Vendredi 01 août 2025

Société

Gitega : Les transporteurs crient à l’asphyxie entre carburant introuvable et amendes démesurées

Gitega : Les transporteurs crient à l’asphyxie entre carburant introuvable et amendes démesurées
Des passagers agglutinés autour d’un tricycle tuktuk improvisé mini-bus faisant le transport Gitega-Bujumbura.

A Gitega, la vie tourne au ralenti. Les gares routières sont désertes, les files d’attente aux stations-service s’allongent. Les motos ont remplacé les bus. Officiellement, il n’y a pas de grève. Mais, dans les faits, tout est à l’arrêt. Les transporteurs dénoncent une crise profonde.

« Ce n’est pas une grève, c’est une impossibilité de travailler », lâche un conducteur sur la ligne Bujumbura-Gitega. Il est 10h du matin le mardi 29 juillet 2025 au cœur de Gitega. Le soleil se lève sur le parking principal de Rukoba, mais rien ne bouge. Pas de moteurs qui ronronnent. Pas de clameurs de rabatteurs. Pas de passagers en mouvement. L’air fatigué, seuls des vendeurs de beignets, de jus, d’eau en bouteille et d’arachide traînent devant le parking vide et des bureaux des agences de voyages fermés.

« Les gens pensent qu’on est en grève. Mais c’est faux », rectifie le prénommé Damien, 34 ans, chauffeur de bus depuis 12 ans. « On aimerait travailler, mais il n’y a pas de carburant. On a épuisé toutes nos réserves. »

Dans la capital politique, comme dans d’autres villes du Burundi, la pénurie de carburant n’est pas nouvelle. Mais elle atteint ces dernières semaines un niveau critique. Les stations sont à sec depuis plusieurs jours. Les rares voitures et camions qui disposent encore de quelques litres de carburants sont ceux qui font le transport vers les provinces frontalières avec la Tanzanie et imposent des restrictions pour avoir une place.

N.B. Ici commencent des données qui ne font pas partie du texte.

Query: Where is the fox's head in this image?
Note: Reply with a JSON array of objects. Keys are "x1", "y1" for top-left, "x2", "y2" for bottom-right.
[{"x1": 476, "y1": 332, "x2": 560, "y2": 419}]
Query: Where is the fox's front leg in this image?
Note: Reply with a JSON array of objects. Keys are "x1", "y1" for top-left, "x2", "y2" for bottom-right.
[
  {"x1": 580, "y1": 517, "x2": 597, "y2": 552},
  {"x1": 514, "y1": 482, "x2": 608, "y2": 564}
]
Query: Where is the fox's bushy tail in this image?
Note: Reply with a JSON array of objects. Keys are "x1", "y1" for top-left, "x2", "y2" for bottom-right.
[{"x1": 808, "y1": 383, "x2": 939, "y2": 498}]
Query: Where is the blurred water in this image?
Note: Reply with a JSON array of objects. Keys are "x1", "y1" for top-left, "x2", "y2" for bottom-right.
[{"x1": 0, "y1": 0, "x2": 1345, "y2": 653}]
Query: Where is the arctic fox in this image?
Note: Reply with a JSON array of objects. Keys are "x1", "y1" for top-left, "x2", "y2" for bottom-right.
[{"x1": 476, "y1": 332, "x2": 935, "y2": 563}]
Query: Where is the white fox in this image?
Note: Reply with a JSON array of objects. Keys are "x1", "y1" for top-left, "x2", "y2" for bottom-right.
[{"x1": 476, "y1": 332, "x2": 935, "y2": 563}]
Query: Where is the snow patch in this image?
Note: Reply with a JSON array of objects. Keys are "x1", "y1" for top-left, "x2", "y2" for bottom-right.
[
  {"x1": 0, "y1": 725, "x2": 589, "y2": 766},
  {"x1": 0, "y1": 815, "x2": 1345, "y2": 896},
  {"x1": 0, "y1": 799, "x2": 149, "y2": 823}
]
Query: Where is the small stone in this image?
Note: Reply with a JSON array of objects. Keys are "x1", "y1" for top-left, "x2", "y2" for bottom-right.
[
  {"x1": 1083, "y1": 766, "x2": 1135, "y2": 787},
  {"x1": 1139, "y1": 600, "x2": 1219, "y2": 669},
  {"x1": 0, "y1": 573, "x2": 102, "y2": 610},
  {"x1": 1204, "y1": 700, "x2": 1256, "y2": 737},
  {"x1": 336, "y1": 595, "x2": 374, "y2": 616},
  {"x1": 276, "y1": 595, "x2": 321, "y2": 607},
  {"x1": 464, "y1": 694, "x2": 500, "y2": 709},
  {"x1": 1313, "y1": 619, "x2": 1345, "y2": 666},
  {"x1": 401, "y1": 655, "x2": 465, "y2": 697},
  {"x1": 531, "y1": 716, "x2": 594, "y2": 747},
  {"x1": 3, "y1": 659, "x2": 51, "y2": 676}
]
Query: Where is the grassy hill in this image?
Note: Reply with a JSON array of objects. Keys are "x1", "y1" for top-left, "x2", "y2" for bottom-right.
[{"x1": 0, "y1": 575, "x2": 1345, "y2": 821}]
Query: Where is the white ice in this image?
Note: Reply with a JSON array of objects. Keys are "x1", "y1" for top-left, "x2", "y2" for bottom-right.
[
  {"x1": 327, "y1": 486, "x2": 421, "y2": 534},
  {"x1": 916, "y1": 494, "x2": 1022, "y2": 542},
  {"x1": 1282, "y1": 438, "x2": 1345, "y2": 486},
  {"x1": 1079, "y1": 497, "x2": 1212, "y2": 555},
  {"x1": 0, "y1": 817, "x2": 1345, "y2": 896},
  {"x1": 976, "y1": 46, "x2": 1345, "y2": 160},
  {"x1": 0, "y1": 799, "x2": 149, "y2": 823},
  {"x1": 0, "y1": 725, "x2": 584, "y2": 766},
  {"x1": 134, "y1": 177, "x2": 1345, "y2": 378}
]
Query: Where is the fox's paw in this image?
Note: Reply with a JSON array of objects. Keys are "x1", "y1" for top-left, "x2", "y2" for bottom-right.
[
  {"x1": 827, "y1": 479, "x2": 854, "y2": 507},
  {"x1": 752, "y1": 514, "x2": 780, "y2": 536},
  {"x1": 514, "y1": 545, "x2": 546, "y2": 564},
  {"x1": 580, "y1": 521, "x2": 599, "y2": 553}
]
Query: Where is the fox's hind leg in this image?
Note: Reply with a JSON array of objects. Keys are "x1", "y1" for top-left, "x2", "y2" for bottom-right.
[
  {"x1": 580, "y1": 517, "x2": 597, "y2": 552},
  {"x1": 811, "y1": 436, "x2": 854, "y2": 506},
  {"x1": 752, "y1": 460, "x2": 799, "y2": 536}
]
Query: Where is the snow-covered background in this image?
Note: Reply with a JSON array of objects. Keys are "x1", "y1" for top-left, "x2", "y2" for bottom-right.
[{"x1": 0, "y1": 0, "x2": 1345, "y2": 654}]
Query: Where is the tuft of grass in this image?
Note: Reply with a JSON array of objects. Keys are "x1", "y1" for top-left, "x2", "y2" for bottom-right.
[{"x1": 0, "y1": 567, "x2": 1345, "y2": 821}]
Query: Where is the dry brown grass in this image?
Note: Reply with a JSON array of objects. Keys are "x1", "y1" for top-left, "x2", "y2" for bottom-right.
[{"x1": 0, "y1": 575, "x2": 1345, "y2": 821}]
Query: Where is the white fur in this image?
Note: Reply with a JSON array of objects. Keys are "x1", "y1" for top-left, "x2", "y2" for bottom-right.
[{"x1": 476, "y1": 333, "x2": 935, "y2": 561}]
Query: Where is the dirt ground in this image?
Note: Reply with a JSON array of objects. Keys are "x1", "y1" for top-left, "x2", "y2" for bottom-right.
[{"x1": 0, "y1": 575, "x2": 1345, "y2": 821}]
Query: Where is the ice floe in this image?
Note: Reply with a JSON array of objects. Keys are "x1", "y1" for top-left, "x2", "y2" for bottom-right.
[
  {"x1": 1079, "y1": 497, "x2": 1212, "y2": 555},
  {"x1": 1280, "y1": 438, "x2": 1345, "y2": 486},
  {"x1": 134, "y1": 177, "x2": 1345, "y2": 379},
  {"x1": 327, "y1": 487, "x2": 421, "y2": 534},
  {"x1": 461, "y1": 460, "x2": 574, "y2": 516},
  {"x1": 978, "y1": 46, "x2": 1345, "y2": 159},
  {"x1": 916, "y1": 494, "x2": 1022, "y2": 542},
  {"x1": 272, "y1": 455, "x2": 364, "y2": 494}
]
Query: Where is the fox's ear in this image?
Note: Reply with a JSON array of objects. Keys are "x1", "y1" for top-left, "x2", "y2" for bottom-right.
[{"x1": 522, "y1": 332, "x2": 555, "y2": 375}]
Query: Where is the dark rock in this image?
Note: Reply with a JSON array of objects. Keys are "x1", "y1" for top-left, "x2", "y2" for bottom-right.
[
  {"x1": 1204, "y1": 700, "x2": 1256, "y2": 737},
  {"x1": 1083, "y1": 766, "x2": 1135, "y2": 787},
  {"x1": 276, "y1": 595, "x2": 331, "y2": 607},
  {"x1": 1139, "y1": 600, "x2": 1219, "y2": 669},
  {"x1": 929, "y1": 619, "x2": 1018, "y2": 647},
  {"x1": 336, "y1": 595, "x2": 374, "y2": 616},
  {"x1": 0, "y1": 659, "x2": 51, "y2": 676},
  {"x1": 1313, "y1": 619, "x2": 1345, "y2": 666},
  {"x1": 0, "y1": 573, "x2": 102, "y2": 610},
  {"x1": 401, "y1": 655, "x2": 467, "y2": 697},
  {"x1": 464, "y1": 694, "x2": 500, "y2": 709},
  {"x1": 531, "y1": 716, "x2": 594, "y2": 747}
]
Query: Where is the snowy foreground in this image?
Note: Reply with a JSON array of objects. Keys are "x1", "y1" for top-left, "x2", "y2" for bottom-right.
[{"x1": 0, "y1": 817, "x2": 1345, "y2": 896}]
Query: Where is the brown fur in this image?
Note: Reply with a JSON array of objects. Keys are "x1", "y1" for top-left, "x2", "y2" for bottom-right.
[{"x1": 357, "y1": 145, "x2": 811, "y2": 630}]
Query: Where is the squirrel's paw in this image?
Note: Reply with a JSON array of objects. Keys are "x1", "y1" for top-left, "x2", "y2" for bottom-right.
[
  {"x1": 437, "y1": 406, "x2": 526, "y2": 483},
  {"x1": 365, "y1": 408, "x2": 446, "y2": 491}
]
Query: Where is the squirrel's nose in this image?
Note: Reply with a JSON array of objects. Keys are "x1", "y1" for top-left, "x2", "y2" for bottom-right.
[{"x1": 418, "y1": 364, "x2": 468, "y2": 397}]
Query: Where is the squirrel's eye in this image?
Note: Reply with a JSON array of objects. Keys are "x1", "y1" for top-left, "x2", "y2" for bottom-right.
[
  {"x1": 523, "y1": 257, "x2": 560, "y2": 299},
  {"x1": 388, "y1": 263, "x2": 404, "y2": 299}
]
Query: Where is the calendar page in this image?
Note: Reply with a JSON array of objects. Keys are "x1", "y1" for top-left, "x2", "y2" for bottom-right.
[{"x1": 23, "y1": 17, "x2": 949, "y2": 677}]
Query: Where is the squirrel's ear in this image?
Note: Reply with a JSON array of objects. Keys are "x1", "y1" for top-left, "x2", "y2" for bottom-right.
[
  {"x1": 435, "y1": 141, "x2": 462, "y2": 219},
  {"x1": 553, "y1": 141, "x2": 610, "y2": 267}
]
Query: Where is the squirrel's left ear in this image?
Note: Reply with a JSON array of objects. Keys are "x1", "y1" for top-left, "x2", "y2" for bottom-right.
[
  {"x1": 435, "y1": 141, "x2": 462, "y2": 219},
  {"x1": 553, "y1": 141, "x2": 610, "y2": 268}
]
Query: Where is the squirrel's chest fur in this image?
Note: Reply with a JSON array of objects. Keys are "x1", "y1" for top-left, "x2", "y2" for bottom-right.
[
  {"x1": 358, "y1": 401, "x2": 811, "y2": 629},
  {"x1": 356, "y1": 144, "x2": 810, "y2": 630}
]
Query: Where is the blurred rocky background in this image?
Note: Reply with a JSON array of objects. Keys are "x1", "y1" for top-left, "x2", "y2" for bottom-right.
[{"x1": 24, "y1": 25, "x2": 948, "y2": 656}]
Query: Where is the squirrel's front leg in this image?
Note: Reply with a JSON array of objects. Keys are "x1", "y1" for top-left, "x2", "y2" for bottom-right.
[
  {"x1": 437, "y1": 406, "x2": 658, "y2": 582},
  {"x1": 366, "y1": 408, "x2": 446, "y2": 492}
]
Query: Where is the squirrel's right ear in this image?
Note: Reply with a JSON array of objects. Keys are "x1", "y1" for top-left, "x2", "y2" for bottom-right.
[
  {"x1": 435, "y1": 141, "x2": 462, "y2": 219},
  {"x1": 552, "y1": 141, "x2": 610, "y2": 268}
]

« Je vous avertis maintenant, ceux qui veulent me causer des problèmes avec leurs copains policiers doivent descendre. Si vous considérez que je vous fais payer cher, aller chercher les véhicules de la police ou du gouvernement. Ils ont toujours des réservoirs pleins », clament un chauffeur de taxi-voiture faisant le trajet Gitega-Ruyigi. Dans cette économie de la débrouille, un marché parallèle s’est imposé. Le bidon de 20 l d’essence atteint aujourd’hui jusqu’à 400 000 FBu au noir, soit 20 000 FBu le litre.

« A ce tarif, si je fais un aller-retour Gitega-Bujumbura, je ne couvre même pas mes frais. Et si j’augmente le ticket, la police me tombe dessus », déplore le prénommé Augustin, chauffeur de minibus de marque Toyota Hiace.

Des amendes à un million de francs : la loi contre la réalité

Face à la hausse des prix du transport, les autorités réagissent par la répression. La police exécute les instructions du gouvernement, qui interdit toute augmentation tarifaire non approuvée. Résultat : les conducteurs se voient infliger des amendes allant de 200 000 à 1 000 000 FBu.
« On nous verbalise sans discussion, La loi est la loi, nous dit-on », témoigne un chauffeur arrêté la veille sur la route Bujumbura-Gitega.

Pour les passagers, la situation vire au cauchemar. Depuis la disparition quasi-totale des bus et minibus, les motos-taxis sont devenues l’unique solution pour quitter ou entrer dans Gitega. Mais là encore, les prix s’envolent. Un trajet Gitega-Bujumbura est entre 70 000 à 100 000 FBu, par personne, et souvent on est à 4 sur une seule moto.

« Ce n’est pas humain. On met nos vies en danger, mais on n’a pas le choix. Il faut aller travailler, se faire soigner, faire des affaires. On ne peut pas rester enfermés à Gitega », déplore un fonctionnaire de l’Etat à Bujumbura. Les tensions s’installent. Certains redoutent un durcissement du climat social. Des chauffeurs, frustrés, parlent d’une opération escargot, d’autres évoquent la possibilité d’une grève réelle, organisée cette fois, pour forcer le dialogue.
« Si on continue à nous punir alors que nous cherchons à survivre, on devra répondre collectivement. Le silence ne peut pas être une solution durable », menacent-t-ils.